On top of that, the tube was being used in cycles. The maximum recorded value was 372 cycles logged in BLOX in a single day for a non-cyclic tube. “It’s completely impossible for the tube to survive under those conditions”. What had looked acceptable in isolation became clearly damaging when seen over time.
 

“If you look at the data sheet, there is a grey zone, and it’s the worst area to operate the tube.”

Fact box

System setup

  • Two identical X-ray cabinets
  • Non-cyclic X-ray tube design
  • Production environment with frequent start-stop operation

Observed issue

  • Repeated tube failures after 350 hours on focal spot no. 1
  • Production downtime as a result of each failure
  • Tubes replaced under warranty

Key findings

  • Operation concentrated at low kV and high current
  • Tube used in up to 372 cycles per day
  • Operating point consistently in the tube’s worst-case region

Outcome

  • Root cause identified as operating behavior, not tube defect
  • Recommendation to retrofit the cabinet with shutters to drastically limit the number of cycles
  • Tube lifetime extended from months to multiple years

When misuse can finally be explained

Before BLOX, this type of analysis was technically possible, but practically unrealistic. Data existed, but only as long operational reports, text-based, difficult to read, and time-consuming to interpret. Often, results came days later, after Comet X-ray TCS analysis. “With BLOX, you immediately see the operating behavior,” Pierre-Emmanuel explains. The graphical visualization changed the discussion. By placing the tube data sheet next to the BLOX usage curves, the misuse became undeniable. “If you take a screenshot of the data sheet and a screenshot of the BLOX chart and put them side by side, you immediately see that the tube is being misused,” – and at that point, the conversation shifted because it was no longer about opinions, assumptions, or blame, because the data made the cause visible.

What BLOX made possible

Based on this evidence, the recommendation became clear - the customer’s production process required cyclic operation. The tube, however, was not designed for that mode. “The only way to avoid failure is to install a shutter,” Pierre-Emmanuel explains. Retrofitting the cabinet with a shutter would allow continuous operation and eliminate damaging start-stop behavior. Technically, it was not a major intervention, and economically, the case was compelling. “The investment is basically the cost of one tube, and they recover it in about six months. Without the retrofit, the customer was using two to three tubes per year across two cabinets”. With a shutter, a tube could realistically last four years. “Everybody saves money with this,” Pierre-Emmanuel says.
 

“The retrofit cost is basically the cost of one tube, and they recover it in about six months.”

 

Solving the cause, not treating the symptoms

This case was not about replacing tubes faster, it was about understanding why failures kept occurring. BLOX did not change the tube design or the operating requirements; it changed how the situation was handled by making operating behavior visible.
 
A recurring warranty issue became a clearly defined engineering problem with a straightforward solution.
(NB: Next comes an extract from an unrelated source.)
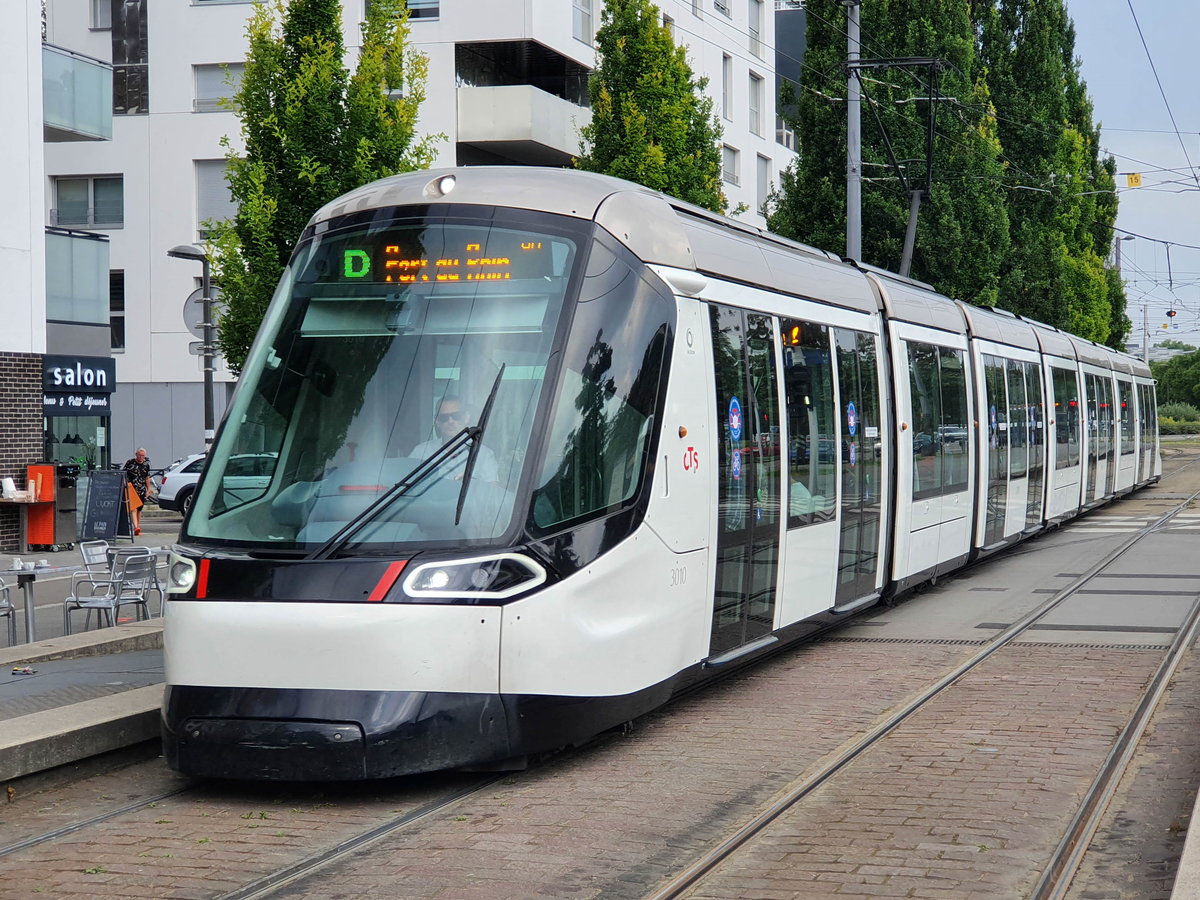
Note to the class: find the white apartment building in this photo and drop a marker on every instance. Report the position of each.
(507, 84)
For Pierre-Emmanuel, it marked a shift in how failures are approached. “This was one of my first analyses with BLOX, and it changed everything.”
 

“This was one of my first analyses with BLOX, and it changed everything.”

Conclusion

The value in this case was not speed. It was clarity. Once the real cause became visible, the outcome changed for everyone involved. Repeated failures stopped. Production stabilized. Warranty pressure disappeared. And the relationship shifted from replacement-driven urgency to engineering-led collaboration. The lesson is simple: When data reveals the cause, symptoms can be treated.